Friday, August 18, 2006

The End is Nigh! (or at least, Nigher)

I spent last night watching the DVD Islam: Empire of Faith in the Empires series. I had a ready watch the Kingdom of David DVD about the rise of the kingdom of Israel and its later history and found that the excellent, so when I found this DVD in the local library, I borrowed it is well. I watched all three hours of it while folding clothes last night (yes, I had a lot of washing).

I can highly recommend this to anybody who wants to get a handle on the life of Muhammad in the history of Islam. It basically takes us over the next thousand years until the conquest of Byzantium in the 15th century, ending with a fairly short “It’s all downhill from there” type of conclusion. Most of these scholars interviewed in the DVD appeared to be Western and yet I got the impression that they were Western converts to Islam. I would describe its general bias as pro-Islamic, especially so in the account of the Crusades (as perhaps is to be expected), but still extremely informative.

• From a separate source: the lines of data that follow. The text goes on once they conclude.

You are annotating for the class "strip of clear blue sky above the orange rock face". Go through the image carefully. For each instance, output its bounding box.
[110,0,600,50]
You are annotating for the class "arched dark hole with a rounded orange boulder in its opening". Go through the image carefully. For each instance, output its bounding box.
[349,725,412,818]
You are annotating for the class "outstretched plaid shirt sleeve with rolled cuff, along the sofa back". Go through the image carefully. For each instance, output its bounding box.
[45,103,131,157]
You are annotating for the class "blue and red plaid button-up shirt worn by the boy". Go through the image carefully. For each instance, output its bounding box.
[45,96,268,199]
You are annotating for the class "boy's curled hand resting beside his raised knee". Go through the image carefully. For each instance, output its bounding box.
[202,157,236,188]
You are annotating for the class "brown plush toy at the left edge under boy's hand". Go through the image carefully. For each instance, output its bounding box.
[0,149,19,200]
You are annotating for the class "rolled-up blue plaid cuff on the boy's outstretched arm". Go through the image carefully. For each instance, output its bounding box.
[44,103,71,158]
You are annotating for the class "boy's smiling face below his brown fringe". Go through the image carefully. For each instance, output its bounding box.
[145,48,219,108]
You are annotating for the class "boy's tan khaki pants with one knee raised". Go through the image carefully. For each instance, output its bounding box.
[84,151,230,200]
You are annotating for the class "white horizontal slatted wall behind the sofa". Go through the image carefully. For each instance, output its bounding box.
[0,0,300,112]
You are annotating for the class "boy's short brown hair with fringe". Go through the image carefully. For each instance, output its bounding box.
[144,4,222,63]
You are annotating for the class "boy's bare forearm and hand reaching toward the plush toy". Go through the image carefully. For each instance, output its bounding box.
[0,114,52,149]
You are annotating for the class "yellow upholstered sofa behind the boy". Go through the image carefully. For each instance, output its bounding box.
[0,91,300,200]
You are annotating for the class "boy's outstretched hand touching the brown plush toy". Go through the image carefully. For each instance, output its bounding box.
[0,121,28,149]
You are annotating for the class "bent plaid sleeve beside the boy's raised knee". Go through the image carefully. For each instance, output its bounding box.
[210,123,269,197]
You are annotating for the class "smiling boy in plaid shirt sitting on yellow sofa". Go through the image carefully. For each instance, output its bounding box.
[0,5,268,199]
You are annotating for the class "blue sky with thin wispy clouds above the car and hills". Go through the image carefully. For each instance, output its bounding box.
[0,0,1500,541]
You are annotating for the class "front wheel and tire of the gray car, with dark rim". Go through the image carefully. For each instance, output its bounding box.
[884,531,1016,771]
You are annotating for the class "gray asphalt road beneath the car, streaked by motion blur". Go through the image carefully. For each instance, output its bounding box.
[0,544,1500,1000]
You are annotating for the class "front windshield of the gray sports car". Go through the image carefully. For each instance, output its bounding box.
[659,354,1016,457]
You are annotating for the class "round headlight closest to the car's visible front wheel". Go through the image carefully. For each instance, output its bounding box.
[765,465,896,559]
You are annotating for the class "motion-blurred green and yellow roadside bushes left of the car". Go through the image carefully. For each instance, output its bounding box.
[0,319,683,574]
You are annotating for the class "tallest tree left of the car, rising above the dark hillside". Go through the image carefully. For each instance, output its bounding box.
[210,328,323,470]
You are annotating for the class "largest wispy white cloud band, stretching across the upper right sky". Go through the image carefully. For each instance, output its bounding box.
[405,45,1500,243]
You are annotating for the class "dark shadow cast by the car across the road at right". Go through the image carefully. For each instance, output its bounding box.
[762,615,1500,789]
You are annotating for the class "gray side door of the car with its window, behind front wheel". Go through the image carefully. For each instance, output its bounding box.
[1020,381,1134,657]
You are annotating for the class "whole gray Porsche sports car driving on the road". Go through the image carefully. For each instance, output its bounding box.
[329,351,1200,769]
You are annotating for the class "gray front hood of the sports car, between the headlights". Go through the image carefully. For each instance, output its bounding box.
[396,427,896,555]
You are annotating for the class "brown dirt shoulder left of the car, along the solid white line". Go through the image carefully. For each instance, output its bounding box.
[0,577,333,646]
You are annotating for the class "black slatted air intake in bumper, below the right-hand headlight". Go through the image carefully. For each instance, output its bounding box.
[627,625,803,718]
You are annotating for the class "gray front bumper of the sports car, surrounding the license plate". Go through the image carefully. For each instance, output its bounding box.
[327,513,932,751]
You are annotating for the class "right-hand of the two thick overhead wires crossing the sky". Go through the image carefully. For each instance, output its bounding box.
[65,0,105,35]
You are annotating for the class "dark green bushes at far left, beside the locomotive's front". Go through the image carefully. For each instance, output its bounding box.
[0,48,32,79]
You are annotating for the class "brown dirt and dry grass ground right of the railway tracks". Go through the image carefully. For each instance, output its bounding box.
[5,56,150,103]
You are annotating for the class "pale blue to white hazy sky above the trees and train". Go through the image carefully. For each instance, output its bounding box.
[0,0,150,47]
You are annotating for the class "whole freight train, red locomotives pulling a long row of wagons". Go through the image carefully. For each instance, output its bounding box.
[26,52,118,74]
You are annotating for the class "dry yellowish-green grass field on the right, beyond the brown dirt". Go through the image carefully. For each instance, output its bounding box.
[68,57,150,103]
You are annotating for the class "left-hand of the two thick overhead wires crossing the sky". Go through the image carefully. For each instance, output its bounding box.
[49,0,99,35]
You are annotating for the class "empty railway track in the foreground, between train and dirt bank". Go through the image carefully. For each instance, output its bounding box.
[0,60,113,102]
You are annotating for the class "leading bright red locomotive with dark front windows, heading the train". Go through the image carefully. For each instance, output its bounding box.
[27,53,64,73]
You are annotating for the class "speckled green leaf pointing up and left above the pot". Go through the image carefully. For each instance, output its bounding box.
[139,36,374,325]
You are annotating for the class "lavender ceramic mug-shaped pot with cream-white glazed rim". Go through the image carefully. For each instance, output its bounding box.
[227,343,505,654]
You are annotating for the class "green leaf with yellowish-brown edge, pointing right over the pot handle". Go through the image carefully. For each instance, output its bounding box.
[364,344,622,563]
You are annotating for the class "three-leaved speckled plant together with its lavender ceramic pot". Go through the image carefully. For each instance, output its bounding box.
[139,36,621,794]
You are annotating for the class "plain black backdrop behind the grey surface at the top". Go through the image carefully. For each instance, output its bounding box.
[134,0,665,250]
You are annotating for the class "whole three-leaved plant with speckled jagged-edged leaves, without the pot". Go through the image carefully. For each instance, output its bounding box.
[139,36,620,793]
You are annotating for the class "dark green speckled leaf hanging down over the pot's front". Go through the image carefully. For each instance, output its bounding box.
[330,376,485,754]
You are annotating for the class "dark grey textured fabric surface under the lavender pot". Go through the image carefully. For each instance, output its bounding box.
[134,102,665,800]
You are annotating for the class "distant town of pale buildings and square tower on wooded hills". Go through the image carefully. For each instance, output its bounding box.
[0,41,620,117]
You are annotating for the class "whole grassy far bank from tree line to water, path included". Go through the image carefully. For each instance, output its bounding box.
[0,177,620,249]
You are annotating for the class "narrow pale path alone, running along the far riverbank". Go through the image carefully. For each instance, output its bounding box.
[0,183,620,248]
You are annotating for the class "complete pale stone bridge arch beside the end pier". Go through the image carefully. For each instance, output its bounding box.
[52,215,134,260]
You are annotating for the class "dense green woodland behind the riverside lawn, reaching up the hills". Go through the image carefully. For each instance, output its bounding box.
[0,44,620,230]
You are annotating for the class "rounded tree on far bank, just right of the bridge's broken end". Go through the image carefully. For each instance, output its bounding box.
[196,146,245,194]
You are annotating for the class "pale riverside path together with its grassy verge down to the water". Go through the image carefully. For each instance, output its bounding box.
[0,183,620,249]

Nevertheless what one is left with at the end of it is a sense of the total interconnectedness of all things. The interesting thing about this series of DVD’s, is that it demonstrates how each of the major civilisations of the world have affected one another, and really couldn’t exist without the other, and cannot be interpreted apart from the other. Yet one becomes equally aware of the fact that great directions in human civilisation have been influenced by random individuals and events without which world history would have been quite different.

And I for one cannot watch this series without getting a sense also that the world now is more interconnected than ever, and that (if I can use the Biblical analogy) the time is fast approaching when we are about the harvest what we have sown in the previous 3000 years.

I know that sounds all rather apocalyptic, and yes it is. That doesn’t mean that the end is upon us of course. 500 years ago Brother Martin Luther predicted the end was nigh as he railed against the devil, the pope and “the Turk”, and all Europe was united (despite its religious differences) by the shocking news that “the Turk” had reached the gates of Vienna. But, again to paraphrase our Lord, “the end was not yet”. I imagine it is “not yet” now either. But we can be forgiven for being a little bit eschatological in our reflections.